A los pocos días de ganar las elecciones, Petro puso a su mano derecha, Armando Benedetti, al frente de estas conversaciones. Lo comunicó con el contacto secreto y a partir de ahí las conversaciones fueron a varias bandas. El deshielo se hizo oficial la semana pasada, pero la realidad es que Petro y Maduro ya habían dado los primeros pasos de una nueva relación sin que nadie lo supiera.
Benedetti aceptó el encargo, aunque él albergara otras ambiciones. Un proceso abierto en su contra en la Corte Suprema pudo frenar sus opciones de formar parte del Gobierno. Nadie, por ahora, discute las decisiones de Petro, que ha puesto en marcha un plan claro: la búsqueda total de la paz. Un reto para un país que lleva años sumergido en la violencia. Venezuela es clave en ese trayecto, pues en su territorio opera el ELN, la última guerrilla colombiana, y el chavismo muestra simpatía por su causa.
Las conversaciones ya son públicas, pero ha quedado en evidencia que no van a resultar sencillas. Petro quería reabrir cuanto antes la frontera, Maduro no tiene ninguna prisa. Petro quiere comprar y manejar la empresa de fertilizantes Monómeros, propiedad de ambos países, pero el chavismo no se ha decidido todavía. En la distancia corta, el presidente de Venezuela, en el poder después de varios intentos de desestabilización y al frente de un país sumergido en un inmovilismo político que nadie sabe cómo destrabar, se muestra paciente.

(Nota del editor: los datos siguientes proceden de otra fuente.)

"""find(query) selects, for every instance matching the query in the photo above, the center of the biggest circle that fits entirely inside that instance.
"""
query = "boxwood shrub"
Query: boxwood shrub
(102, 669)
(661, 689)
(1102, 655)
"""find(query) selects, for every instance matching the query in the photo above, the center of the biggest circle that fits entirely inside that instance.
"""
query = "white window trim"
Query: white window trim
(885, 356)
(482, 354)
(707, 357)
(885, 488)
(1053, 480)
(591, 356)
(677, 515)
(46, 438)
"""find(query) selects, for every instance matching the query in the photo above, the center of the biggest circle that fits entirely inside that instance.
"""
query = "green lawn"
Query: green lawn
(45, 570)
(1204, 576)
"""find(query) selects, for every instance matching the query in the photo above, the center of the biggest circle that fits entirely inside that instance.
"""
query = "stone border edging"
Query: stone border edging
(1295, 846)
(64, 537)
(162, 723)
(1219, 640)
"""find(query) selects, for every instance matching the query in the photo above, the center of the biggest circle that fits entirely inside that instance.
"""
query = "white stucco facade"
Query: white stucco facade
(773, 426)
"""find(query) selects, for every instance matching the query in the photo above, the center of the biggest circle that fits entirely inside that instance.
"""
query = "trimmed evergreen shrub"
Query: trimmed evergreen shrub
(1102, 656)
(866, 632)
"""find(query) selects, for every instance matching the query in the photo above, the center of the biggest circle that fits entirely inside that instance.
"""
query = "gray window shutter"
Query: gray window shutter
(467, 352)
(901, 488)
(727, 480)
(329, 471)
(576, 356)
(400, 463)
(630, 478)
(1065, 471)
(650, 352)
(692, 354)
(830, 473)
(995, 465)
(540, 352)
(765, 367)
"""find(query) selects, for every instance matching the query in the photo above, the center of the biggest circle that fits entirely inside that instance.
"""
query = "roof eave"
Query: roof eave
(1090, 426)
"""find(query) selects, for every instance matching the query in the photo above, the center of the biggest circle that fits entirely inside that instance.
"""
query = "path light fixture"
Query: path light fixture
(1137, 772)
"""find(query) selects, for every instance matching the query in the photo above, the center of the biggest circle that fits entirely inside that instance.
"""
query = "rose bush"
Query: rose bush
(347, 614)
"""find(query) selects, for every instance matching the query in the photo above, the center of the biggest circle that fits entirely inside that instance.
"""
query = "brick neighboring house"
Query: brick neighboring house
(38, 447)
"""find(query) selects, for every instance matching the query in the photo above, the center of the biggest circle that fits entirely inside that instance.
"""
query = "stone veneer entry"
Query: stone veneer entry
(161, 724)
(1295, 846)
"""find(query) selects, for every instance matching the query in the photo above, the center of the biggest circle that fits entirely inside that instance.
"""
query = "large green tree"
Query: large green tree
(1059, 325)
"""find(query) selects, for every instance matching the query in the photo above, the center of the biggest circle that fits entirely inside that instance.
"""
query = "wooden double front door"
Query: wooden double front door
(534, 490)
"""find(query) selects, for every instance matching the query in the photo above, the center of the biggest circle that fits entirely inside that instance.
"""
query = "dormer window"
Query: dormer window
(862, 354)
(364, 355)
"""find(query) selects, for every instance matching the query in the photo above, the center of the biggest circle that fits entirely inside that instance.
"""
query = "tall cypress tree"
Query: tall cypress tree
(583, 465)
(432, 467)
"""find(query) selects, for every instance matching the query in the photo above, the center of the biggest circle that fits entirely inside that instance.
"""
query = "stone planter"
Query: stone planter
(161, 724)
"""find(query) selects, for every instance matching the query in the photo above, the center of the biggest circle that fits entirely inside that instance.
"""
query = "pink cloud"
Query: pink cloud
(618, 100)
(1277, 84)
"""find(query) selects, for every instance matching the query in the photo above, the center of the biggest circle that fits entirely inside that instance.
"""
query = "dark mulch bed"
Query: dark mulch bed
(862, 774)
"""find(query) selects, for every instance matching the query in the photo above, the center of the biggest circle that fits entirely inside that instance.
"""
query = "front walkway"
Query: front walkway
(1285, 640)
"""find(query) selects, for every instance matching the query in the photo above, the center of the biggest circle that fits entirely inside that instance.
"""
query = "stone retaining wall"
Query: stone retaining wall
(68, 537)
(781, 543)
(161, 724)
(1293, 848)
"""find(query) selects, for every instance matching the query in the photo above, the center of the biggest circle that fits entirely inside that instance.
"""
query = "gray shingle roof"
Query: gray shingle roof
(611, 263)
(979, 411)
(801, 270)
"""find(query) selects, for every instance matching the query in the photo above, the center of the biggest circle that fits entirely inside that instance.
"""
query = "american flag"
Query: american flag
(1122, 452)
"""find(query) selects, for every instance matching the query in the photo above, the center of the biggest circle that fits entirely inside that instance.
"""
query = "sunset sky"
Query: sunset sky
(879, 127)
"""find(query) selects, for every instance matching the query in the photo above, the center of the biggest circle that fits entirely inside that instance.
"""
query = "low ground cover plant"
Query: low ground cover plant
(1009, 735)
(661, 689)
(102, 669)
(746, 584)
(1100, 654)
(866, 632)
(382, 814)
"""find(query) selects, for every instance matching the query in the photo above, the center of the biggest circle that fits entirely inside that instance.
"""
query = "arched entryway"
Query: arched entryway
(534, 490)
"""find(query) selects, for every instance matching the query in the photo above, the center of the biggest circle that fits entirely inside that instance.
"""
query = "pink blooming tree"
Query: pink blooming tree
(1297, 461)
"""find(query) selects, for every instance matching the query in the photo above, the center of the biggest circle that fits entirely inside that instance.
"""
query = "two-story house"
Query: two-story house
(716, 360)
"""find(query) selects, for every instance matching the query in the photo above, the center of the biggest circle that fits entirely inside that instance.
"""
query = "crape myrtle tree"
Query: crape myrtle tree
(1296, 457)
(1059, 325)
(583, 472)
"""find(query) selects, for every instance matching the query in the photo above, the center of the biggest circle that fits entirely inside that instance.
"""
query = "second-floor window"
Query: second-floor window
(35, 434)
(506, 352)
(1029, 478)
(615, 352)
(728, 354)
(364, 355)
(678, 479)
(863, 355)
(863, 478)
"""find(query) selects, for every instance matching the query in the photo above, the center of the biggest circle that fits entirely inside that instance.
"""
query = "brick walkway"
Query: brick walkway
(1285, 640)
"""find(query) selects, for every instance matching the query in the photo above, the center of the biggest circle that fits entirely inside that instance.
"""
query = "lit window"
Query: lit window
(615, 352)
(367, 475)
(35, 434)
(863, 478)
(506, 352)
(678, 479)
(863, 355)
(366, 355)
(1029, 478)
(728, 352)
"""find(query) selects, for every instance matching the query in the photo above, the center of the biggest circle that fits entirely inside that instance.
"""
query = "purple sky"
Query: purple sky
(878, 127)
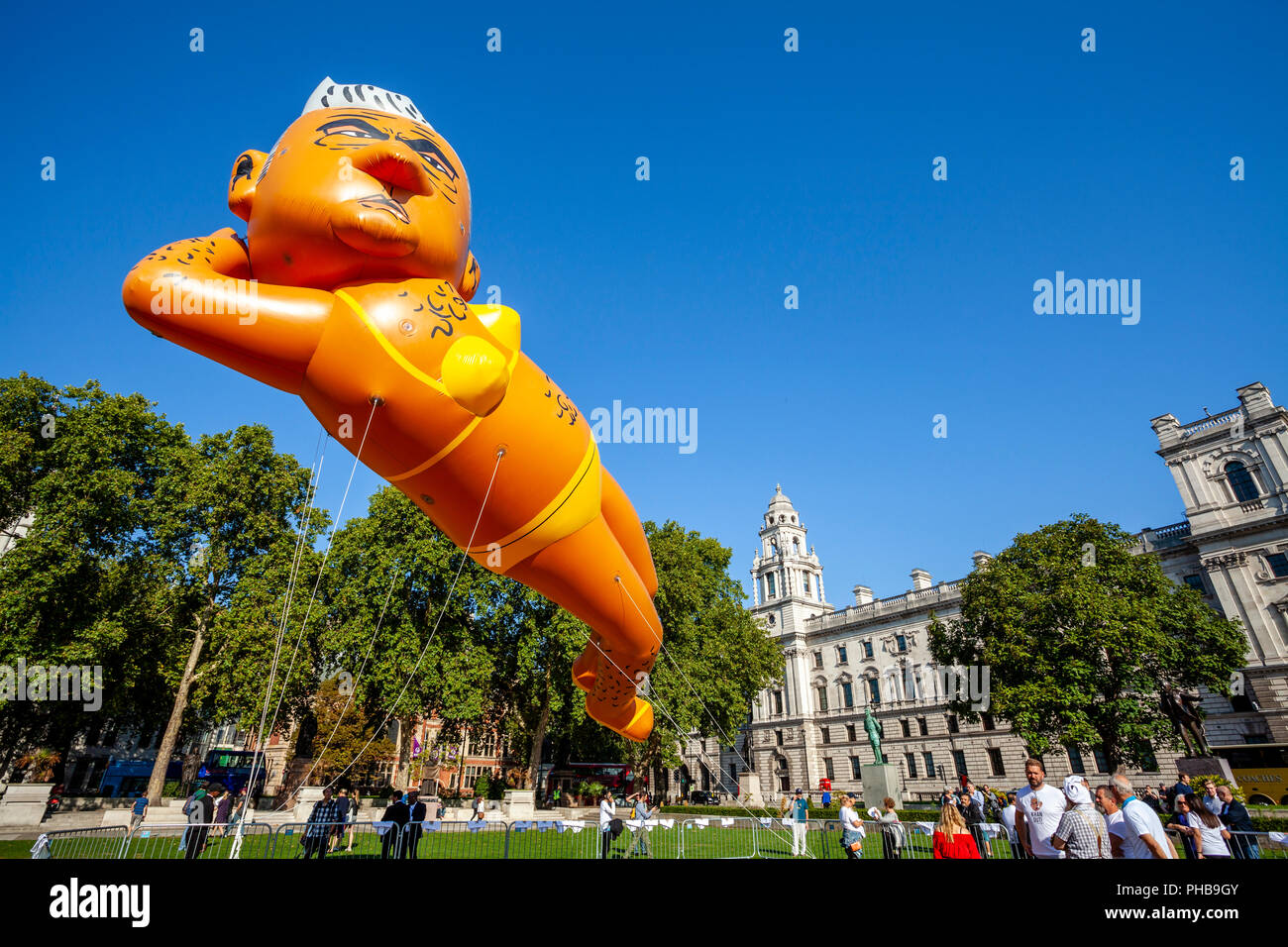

Benedetti se reunió con él en su primera semana como embajador. Maduro llevó el peso de la conversación y se mostró contundente en algunos asuntos. Para aligerar el ambiente, eso sí, le dijo que sabía que él había hecho presidente a Petro. Benedetti, que no es precisamente un político de izquierdas, se unió a Petro tres años antes de las elecciones y se encargó de armar un proyecto alrededor de su figura. Pasó de ser un candidato con fama de individualista a liderar un movimiento cívico que quería transformar el país. Maduro le reconoció la astucia a Benedetti, ya sea porque lo piense de verdad o porque quisiera tocar su vanidad. O las dos cosas. El caso es que ya no necesitó de ninguna aplicación de mensajería privada ni de intermediarios en la sombra para hacerlo. Por fin, Venezuela y Colombia hablaban cara a cara.